US District Court Judge George A. O'Toole Jr. also rejected a defense request to dismiss the case, after Tsarnaev's lawyers said the secret grand jury that indicted Tsarnaev was improperly empaneled.
O'Toole refused to hold a hearing on the requests, finding that Tsarnaev's defense "has failed to prove a violation of the fair cross section requirements" of federal law.
The judge's rulings come as lawyers are scheduled to meet Monday for a status hearing in federal court in Boston, to go over evidence in the case.

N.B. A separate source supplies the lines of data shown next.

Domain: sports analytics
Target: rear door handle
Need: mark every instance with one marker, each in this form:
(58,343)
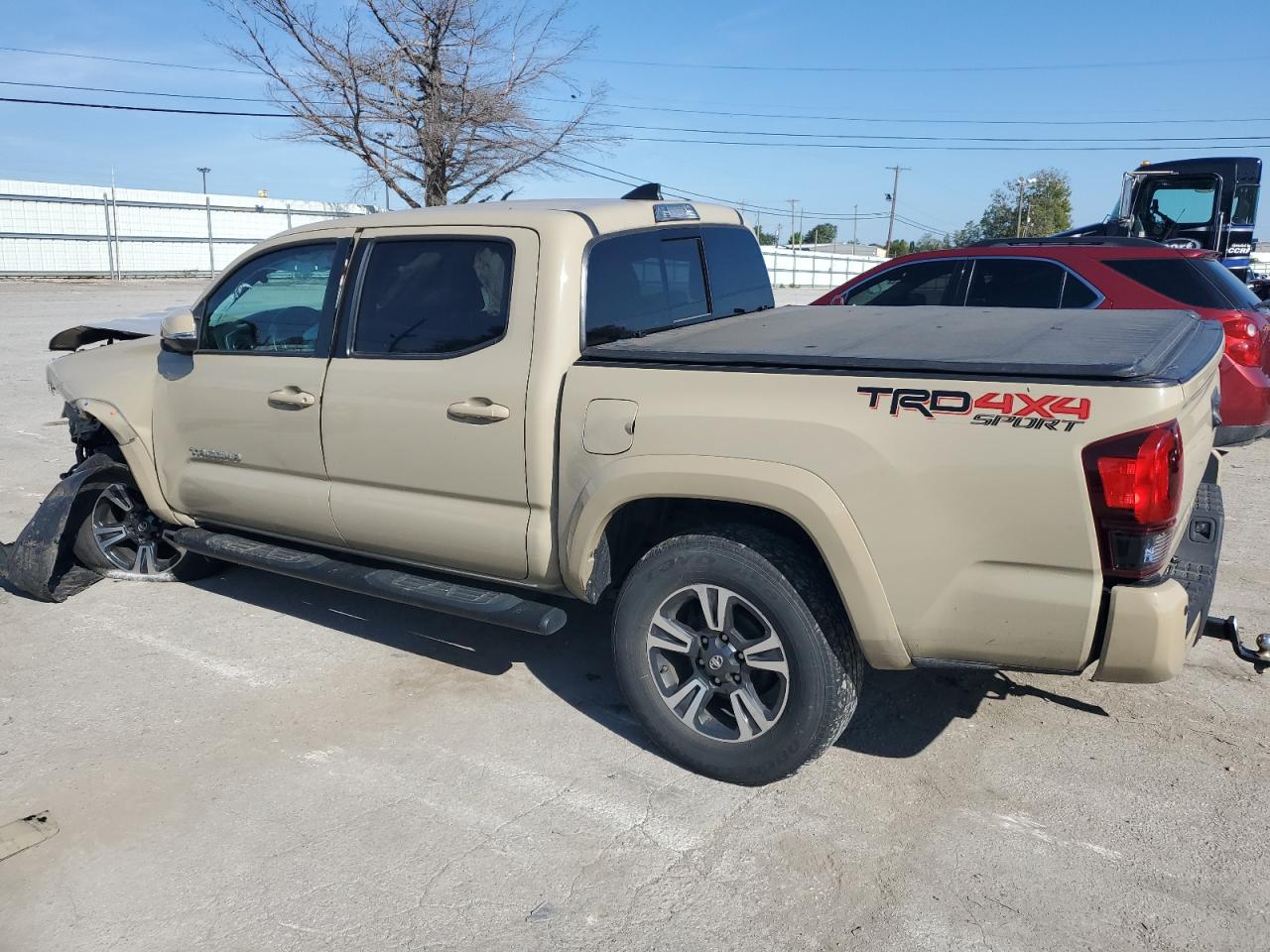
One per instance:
(477,411)
(293,397)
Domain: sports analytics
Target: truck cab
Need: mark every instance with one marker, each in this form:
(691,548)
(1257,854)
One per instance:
(1202,203)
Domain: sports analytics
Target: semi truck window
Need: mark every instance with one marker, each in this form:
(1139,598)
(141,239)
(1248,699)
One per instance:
(1005,282)
(1245,211)
(432,298)
(1175,278)
(644,282)
(273,303)
(919,284)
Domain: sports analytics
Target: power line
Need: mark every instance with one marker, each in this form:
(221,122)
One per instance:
(654,63)
(1019,67)
(892,118)
(894,143)
(121,59)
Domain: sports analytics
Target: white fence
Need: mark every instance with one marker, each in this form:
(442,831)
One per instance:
(60,230)
(813,270)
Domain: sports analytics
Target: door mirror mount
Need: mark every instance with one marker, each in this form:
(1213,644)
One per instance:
(178,333)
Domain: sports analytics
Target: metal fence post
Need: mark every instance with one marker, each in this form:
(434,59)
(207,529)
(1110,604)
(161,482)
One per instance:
(118,249)
(109,246)
(211,250)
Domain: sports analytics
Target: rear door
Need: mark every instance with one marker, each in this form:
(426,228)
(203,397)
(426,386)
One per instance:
(423,416)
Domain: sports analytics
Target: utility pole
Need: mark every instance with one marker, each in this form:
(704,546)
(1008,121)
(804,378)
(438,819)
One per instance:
(894,191)
(1019,208)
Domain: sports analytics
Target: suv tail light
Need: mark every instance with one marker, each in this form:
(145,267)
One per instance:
(1243,341)
(1135,485)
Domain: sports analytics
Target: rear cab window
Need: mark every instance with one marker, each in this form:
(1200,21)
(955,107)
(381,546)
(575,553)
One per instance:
(432,298)
(649,281)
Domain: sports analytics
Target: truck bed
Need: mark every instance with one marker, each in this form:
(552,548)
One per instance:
(1139,348)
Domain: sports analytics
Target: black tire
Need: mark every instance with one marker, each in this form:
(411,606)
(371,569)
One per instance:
(789,592)
(164,563)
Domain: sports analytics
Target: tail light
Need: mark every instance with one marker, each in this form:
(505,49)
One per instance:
(1135,485)
(1243,341)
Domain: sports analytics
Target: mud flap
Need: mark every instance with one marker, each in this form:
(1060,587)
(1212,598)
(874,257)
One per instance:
(41,561)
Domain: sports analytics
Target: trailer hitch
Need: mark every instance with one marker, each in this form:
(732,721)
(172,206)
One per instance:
(1228,630)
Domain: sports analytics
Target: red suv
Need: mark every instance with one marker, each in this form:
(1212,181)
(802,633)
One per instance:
(1124,273)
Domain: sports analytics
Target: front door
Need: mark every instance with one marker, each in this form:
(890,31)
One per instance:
(423,416)
(236,425)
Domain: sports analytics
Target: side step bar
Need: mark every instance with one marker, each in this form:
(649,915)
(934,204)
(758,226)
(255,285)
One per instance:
(395,584)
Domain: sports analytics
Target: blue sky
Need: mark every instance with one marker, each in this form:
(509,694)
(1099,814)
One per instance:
(897,54)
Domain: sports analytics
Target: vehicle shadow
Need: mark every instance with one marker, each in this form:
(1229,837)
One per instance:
(901,712)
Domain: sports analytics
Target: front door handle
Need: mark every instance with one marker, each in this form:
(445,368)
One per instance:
(477,411)
(293,397)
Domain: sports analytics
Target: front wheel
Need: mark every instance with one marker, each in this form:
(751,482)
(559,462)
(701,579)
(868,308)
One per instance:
(119,536)
(734,653)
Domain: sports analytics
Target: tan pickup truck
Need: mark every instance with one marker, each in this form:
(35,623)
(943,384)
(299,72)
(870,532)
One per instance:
(458,408)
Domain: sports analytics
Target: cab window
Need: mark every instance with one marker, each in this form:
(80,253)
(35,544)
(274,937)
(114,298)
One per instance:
(908,285)
(273,303)
(432,298)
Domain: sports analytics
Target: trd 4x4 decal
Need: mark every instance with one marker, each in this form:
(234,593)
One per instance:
(1019,411)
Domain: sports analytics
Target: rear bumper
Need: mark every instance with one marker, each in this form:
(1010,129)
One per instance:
(1150,627)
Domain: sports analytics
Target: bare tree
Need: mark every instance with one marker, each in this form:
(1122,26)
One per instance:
(434,95)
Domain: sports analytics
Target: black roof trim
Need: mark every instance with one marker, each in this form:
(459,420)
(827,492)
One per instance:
(1107,241)
(648,191)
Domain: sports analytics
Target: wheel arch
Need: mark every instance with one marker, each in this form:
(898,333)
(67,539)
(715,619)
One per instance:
(672,494)
(135,454)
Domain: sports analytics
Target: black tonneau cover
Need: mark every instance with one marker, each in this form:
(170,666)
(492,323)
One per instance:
(1132,347)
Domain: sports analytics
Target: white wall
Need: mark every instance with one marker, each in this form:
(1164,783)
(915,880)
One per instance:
(56,229)
(815,270)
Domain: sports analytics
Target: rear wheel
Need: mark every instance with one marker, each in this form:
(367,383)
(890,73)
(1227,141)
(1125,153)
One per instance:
(118,535)
(734,653)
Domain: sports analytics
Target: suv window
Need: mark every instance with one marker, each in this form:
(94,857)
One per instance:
(273,303)
(1012,282)
(1175,278)
(431,298)
(917,284)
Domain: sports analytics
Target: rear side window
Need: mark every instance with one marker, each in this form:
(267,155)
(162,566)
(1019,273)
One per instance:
(1005,282)
(1175,278)
(432,298)
(1078,294)
(908,285)
(738,276)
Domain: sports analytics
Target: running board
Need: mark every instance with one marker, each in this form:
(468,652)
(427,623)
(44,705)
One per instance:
(395,584)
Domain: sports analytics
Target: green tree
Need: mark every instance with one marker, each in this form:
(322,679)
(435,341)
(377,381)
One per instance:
(966,235)
(1047,206)
(822,234)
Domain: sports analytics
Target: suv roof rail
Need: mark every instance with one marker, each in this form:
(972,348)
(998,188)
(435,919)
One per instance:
(648,191)
(1107,241)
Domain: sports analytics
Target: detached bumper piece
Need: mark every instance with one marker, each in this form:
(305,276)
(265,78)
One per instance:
(1152,626)
(370,579)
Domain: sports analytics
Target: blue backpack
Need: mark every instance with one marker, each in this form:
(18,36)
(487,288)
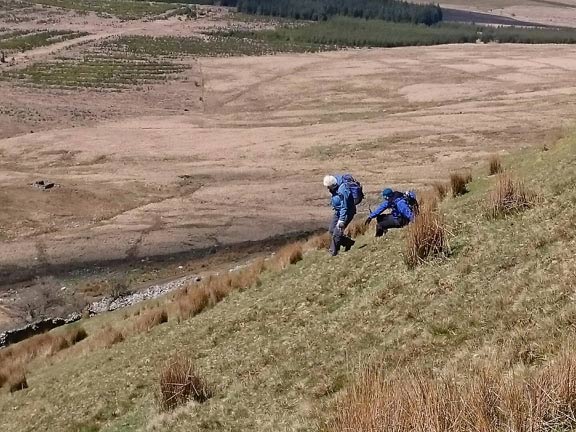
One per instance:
(355,188)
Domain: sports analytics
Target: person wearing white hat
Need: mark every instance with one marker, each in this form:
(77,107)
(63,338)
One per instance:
(344,212)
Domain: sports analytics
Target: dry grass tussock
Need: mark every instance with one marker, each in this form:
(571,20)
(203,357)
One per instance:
(509,196)
(15,358)
(194,299)
(148,319)
(489,401)
(105,338)
(179,383)
(426,236)
(458,182)
(495,165)
(441,189)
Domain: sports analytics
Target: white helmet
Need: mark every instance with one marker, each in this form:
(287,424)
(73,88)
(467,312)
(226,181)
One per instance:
(330,181)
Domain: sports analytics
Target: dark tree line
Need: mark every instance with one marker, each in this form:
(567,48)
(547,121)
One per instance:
(320,10)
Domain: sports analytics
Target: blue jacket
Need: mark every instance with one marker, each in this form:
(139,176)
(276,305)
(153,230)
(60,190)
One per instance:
(348,208)
(399,206)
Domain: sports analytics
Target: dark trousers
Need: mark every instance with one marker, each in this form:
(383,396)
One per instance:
(338,237)
(385,222)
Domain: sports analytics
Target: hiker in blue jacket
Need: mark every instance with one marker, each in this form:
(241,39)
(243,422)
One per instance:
(344,211)
(402,213)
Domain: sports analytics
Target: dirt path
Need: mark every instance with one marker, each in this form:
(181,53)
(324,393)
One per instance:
(36,54)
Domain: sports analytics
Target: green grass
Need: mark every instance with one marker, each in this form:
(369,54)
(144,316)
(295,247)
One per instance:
(124,9)
(277,354)
(19,40)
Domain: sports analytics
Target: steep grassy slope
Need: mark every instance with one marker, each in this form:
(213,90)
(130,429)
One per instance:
(277,354)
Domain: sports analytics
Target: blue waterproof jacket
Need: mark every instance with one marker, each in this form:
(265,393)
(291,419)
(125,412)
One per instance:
(399,206)
(347,208)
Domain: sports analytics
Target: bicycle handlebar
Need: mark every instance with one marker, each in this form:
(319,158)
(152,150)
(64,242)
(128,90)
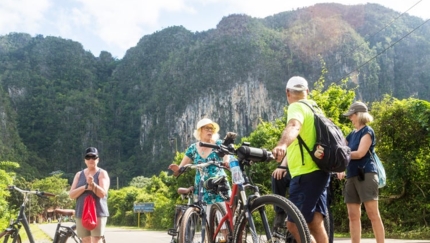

Tsarnaev, now 21, is slated to stand trial in January on charges that he and his brother set off the bombs at the Marathon finish line on April 15, 2013, that killed 3 people and injured more than 260. The brothers also are accused of fatally shooting an MIT police officer.
Dzhokhar Tsarnaev faces the possibility of the death penalty if convicted.
Tsarnaev's older brother, Tamerlan, was killed days after the bombings in a confrontation with police.
In his rulings Friday, O'Toole found that Tsarnaev failed to show that his rights were violated by a flawed jury selection process. Tsarnaev's lawyers had argued that the selection system was flawed because not enough African-Americans were represented, because the court allowed people over 70 to excuse themselves, and because the court did not follow its own rules to replace jurors whose summons were returned as "undeliverable."
O'Toole also refused to suppress evidence gathered by federal investigators. Defense lawyers had argued items that were confiscated went beyond what was authorized by search warrants.
The judge ruled that investigators properly obtained the warrants for the searches, but O'Toole said defense lawyers could contest specific pieces of evidence that prosecutors want to introduce to jurors during the trial.
"The defendant has failed to present any specific facts to support a showing that general rummaging occurred," the judge said.